☕ Software Architecture in the Real World
Notion just released their API and with that comes a ton of opportunity for web apps on top of Notion! Plus, an amazing series that teaches you software architecture using real world examples.
Hope you’re all having a fantastic day! Here’s your Tech Snippets, Interview Problem and Previous Solution for the day.
Notion is a workspace tool that has grown ridiculously quickly over the past few years. It allows you to aggregate info, add Kanban boards, take notes in a collaborative manner and much, much more. It’s an incredibly powerful tool, so it’s difficult to summarize in one line.
After years of begging from the Notion community, the team has finally released an API! (Although, it’s still in beta)

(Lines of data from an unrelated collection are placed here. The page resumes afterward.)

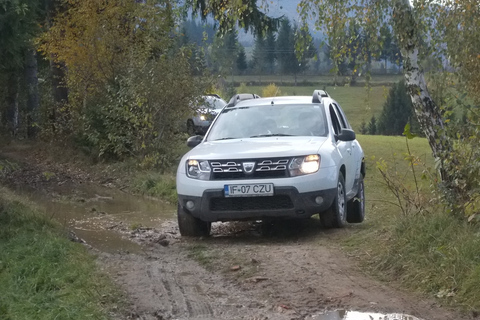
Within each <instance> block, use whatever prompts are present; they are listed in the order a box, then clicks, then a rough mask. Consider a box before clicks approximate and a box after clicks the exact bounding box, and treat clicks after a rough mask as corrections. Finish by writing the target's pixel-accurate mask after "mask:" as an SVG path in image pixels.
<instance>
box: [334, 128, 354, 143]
mask: <svg viewBox="0 0 480 320" xmlns="http://www.w3.org/2000/svg"><path fill="white" fill-rule="evenodd" d="M355 138H356V137H355V132H354V131H353V130H351V129H343V130H342V132H340V134H339V135H336V136H335V139H336V140H337V141H338V140H341V141H353V140H355Z"/></svg>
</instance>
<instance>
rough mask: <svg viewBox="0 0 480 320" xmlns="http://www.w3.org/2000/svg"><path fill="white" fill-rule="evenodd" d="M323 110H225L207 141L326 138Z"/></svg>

This presents a ton of opportunities for any developers who are interested in building products on top of Notion. Notion has a massive user-base of tech savvy people, so there’s definitely a market for apps that extend the functionality of Notion!
One example of a tool built on Notion is super.so
super.so is a web app that turns Notion pages into a website with custom domains, analytics, fonts and other add ons.
The web app was built by Traf as a side project and it went from $0 to $26,000 in monthly revenue in 6 months.
Another example is a tool for courses on top of Notion
The default tool for course creators right now is teachable. However, many course creators (and course users) are big fans of Notion.
I saw a couple of people working on building a course platform on top of the Notion ecosystem, so this might be an interesting idea to explore.
This is an awesome series of free books that teach you software architecture using practical examples (from open source code).
It consists of
The Architecture of Open Source Applications (Volumes I and II) - Goes through popular open source applications (Git, CMake, Audacity, HDFS, etc.) and talks about how they work.
The Performance of Open Source Applications - Case studies on how to find and fix bottlenecks in applications.
500 Lines or Less - Experienced programmers take a challenging problem (Ex. Build an in-memory graph database) and walk you through how they’d solve it.
You are given a character array containing a set of words separated by whitespace. Your task is to modify that character array so that the words all appear in reverse order. Do this without using any extra space.
input - ['A', 'l', 'i', 'c', 'e', ' ', 'l', 'i', 'k', 'e', 's', ' ', 'B', 'o', 'b']
output - ['B', 'o', 'b', ' ', 'l', 'i', 'k', 'e', 's', ' ', 'A', 'l', 'i', 'c', 'e']
We’ll send a detailed solution tomorrow, so make sure you move our emails to primary, so you don’t miss them!
Gmail users—move us to your primary inbox
On your phone? Hit the 3 dots at the top right corner, click "Move to" then "Primary"
On desktop? Back out of this email then drag and drop this email into the "Primary" tab near the top left of your screen
Apple mail users—tap on our email address at the top of this email (next to "From:" on mobile) and click “Add to VIPs”
As a refresher, here’s the last question
How would you build a spelling correction system?
Possible Follow On Questions
How would you check if a word is misspelled?
How would you find possible suggestions?
How would you rank the suggestions for the user?
The core idea for most spell-check systems is based on the Levenshtein distance.
You can think of Levenshtein distance as the minimum number of single-character edits (insertion, deletions or substitutions) required to change one word into the other word.
The Levenshtein distance from the intended word should be one or two edits. Therefore, if we can keep a hash table for all the words in our dictionary and then look for words that have a Levenshtein distance of 2 or less from the text, we can find the intended word. If the text is already in our dictionary, then it’s not misspelled.
The words in our dictionary that have a Levenshtein distance of 2 or less from our text may be too many to list out for the user. Therefore, it’s important that we rank our suggestions and implement a cut-off for the number of suggestions that we list. There are several ways of ranking our suggestions
History of refinements - users often provide a great amount of data about the most likely misspellings by first entering a misspelled word and then correcting it. This data can be collected and then used to implement rankings.
Typing errors model - spelling mistakes are usually a result of typing errors (typos). Therefore, these errors can be modeled based on the layout of a keyboard (mran -> mean)
Phonetic modeling - spelling errors also happen when the user knows how the word sounds but doesn’t know the exact spelling. Therefore, we can map the text to phonemes and then find all the words that map to the same phonetic sequence.